Ich sause in die Küche, um uns einen würzigen Kaffee zu brauen. Ich mahle ihn von Hand in der Kaffeemühle von Kasperles Grossmutter, nachdem ich die schwarzen Bohnen durch den zu engen Schlitz in den Trichter habe einfüllen müssen. Das dauert eine Weile.
In Wahrheit handelt es sich eher um eine Urenkelin der angesprochenen Kaffeemühle, die
meine Freundin kürzlich in einem Warenhaus erstanden hat, eine Art Einmachglas mit
einer aufgeschraubten Kurbel über dem Mahlwerk.
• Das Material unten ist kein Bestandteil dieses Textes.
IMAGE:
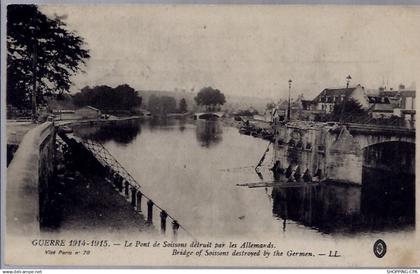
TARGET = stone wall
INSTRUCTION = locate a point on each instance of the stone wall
(329, 152)
(28, 176)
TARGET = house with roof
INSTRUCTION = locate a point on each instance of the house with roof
(88, 112)
(381, 107)
(330, 97)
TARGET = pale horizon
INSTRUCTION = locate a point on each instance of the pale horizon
(245, 50)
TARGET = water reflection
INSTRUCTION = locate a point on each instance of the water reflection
(208, 132)
(123, 132)
(335, 208)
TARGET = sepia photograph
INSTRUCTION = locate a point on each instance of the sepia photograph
(183, 135)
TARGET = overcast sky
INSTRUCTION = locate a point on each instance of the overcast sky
(245, 50)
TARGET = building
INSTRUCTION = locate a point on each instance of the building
(380, 107)
(88, 112)
(329, 97)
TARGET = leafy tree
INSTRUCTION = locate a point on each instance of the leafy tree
(42, 55)
(154, 104)
(270, 105)
(351, 109)
(168, 104)
(210, 98)
(162, 105)
(183, 106)
(123, 97)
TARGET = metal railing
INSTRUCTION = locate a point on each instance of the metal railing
(128, 186)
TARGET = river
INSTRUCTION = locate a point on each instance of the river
(192, 168)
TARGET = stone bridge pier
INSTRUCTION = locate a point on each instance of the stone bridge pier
(314, 151)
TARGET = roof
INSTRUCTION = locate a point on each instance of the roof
(92, 108)
(378, 100)
(335, 92)
(388, 93)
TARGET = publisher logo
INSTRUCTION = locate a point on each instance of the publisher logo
(379, 248)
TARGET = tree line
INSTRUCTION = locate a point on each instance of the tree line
(163, 105)
(42, 55)
(122, 97)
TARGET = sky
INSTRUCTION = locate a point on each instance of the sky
(245, 50)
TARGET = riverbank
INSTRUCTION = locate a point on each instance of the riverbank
(85, 201)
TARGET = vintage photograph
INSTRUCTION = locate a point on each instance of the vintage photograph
(210, 135)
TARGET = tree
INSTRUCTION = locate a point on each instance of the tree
(123, 97)
(210, 97)
(161, 105)
(183, 106)
(41, 55)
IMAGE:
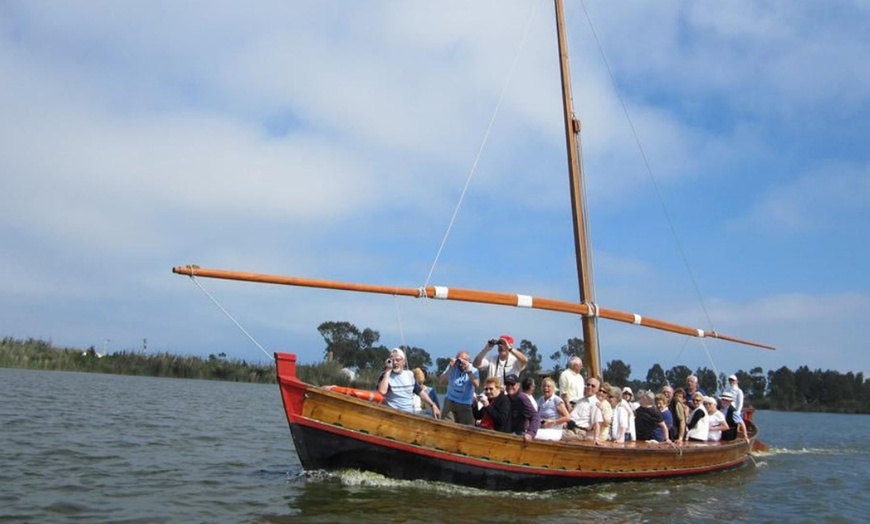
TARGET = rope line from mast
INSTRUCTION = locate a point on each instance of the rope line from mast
(512, 70)
(653, 181)
(227, 313)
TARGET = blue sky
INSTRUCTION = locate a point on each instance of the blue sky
(333, 140)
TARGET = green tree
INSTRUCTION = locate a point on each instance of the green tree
(783, 392)
(573, 347)
(350, 346)
(617, 373)
(416, 358)
(655, 378)
(533, 368)
(756, 383)
(677, 376)
(707, 380)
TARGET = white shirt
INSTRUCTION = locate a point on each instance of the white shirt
(714, 435)
(571, 385)
(586, 412)
(737, 398)
(501, 369)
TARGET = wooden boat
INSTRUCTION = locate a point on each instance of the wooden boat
(334, 429)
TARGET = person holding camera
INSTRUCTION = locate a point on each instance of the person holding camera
(492, 410)
(509, 361)
(461, 379)
(398, 385)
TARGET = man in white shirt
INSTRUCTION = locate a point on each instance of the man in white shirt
(736, 394)
(571, 384)
(509, 361)
(586, 417)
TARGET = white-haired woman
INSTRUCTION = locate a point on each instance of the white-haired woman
(398, 386)
(551, 407)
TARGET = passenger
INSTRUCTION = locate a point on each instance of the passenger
(606, 412)
(528, 387)
(571, 382)
(628, 396)
(524, 419)
(667, 415)
(509, 361)
(736, 426)
(622, 427)
(691, 389)
(680, 411)
(398, 386)
(420, 377)
(648, 420)
(736, 394)
(668, 392)
(715, 420)
(551, 407)
(494, 408)
(586, 418)
(625, 415)
(697, 428)
(461, 379)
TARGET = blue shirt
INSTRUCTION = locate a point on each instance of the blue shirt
(460, 387)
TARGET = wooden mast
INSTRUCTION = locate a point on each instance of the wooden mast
(575, 174)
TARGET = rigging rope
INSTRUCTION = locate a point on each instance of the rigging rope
(652, 178)
(532, 16)
(227, 313)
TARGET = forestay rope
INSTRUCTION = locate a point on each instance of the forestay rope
(531, 18)
(229, 316)
(655, 185)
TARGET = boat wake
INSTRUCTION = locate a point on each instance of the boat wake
(801, 451)
(367, 479)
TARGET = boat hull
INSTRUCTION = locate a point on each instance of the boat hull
(334, 432)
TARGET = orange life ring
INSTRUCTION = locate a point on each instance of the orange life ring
(364, 394)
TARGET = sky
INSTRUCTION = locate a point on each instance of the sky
(725, 150)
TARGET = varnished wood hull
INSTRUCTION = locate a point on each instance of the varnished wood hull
(332, 431)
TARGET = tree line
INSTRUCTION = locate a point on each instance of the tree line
(782, 389)
(42, 355)
(353, 357)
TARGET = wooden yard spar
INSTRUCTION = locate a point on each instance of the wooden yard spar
(466, 295)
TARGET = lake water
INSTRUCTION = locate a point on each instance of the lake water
(96, 448)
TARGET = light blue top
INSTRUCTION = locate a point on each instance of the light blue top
(400, 393)
(460, 387)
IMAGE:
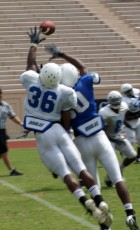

Brandneu.
Ihre Glaswände leuchten im Kerzenschein auf dem Frühstückstisch auf und säen einen
Strauss Regenbogenfarben prismatisch aufs weisse Tischtuch.
Der unter der Kurbel hervorquellende Duft verwandelt, wie ein uns wohlgesinnter Dschinn,
jeden denkbaren Tadel in ein Liebesgedicht. Da pfeift auch bereits der Wasserkocher, etwas schrill zwar.
Ich hebe die Kanne von der elektrischen Platte und giesse das heisse Wasser mit zu viel Schwung über das Kissen aus schwarzen Pulver im gläsernen Krug, dass es vom Boden herauf zischt. Schwarze Wolken und Klümpchen steigen seitlich die Wände hoch,
und wir gucken diesem Schauspiel zu, gebannt wie Zoobesucher vor einem Aquarium: Kasperle und die Prinzessin für einmal Hand in Hand, für einmal miteinander und gleichzeitig gerettet.
Umrühren und fertig, sage ich und greife schon nach dem Löffel, um ihn ins Schaumkissen auf der Oberfläche des Kaffees zu tauchen. Die Freundin widerspricht: wir warten mit dem Umrühren noch ein paar Minuten. Hast du schon eine Prise Kakaopulver über den Kaffee gestreut?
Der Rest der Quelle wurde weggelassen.